METHODS: Gonococcal isolates were tested for susceptibility according to the recommendations of both CLSI and EUCAST. A total of 134 isolates were typed by the NG-MAST technique.
RESULTS: Seventy-two different N. gonorrhoeae types were found, and the most frequent types obtained were ST 1407, ST 14958, ST 7192, ST 13251 and ST 5405. If CLSI/EUCAST criteria were applied, a ST 9807 type was found nonsusceptible to ceftriaxone and cefixime (MIC 0.5 mg/L), and a ST 12800 type was found nonsusceptible only to cefixime (MIC 0.25 mg/L). When only EUCAST breakpoints were taken into account, three strains were also resistant to cefixime (MIC 0.25 mg/L) and three isolates were resistant to ceftriaxone (MIC 0.19, 0.16 and 0.25 mg/L, respectively). The majority of strains were resistant to ciprofloxacin (68.6%), and all N. gonorrhoeae strains were susceptible to spectinomycin; 9.7% of isolates were resistant to azithromycin.

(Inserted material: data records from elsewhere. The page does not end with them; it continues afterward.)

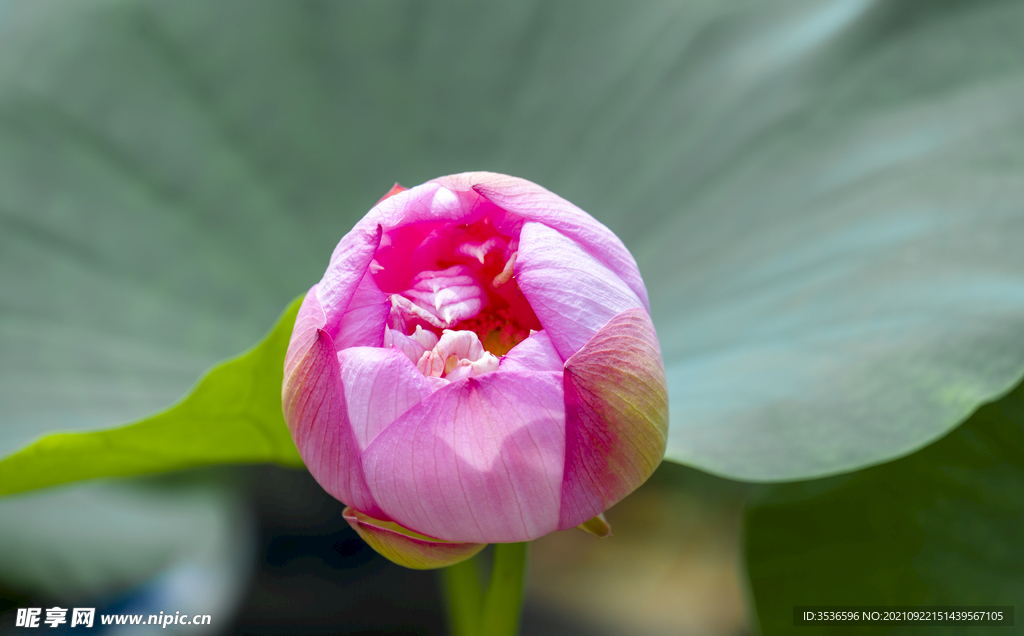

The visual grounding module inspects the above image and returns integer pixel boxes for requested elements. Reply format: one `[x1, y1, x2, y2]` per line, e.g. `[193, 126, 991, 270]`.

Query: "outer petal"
[433, 172, 650, 310]
[338, 347, 433, 452]
[282, 330, 382, 515]
[498, 330, 564, 373]
[515, 222, 643, 359]
[558, 309, 669, 529]
[342, 507, 487, 569]
[364, 371, 569, 543]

CONCLUSIONS: Molecular typing may be a useful tool to predict antimicrobial resistance. High rates of resistance to penicillin, tetracycline and ciprofloxacin were found in this area. It is highly recommended to carry out antimicrobial susceptibility in all gonorrhoea cases and to identify treatment failures to verify emerging resistance.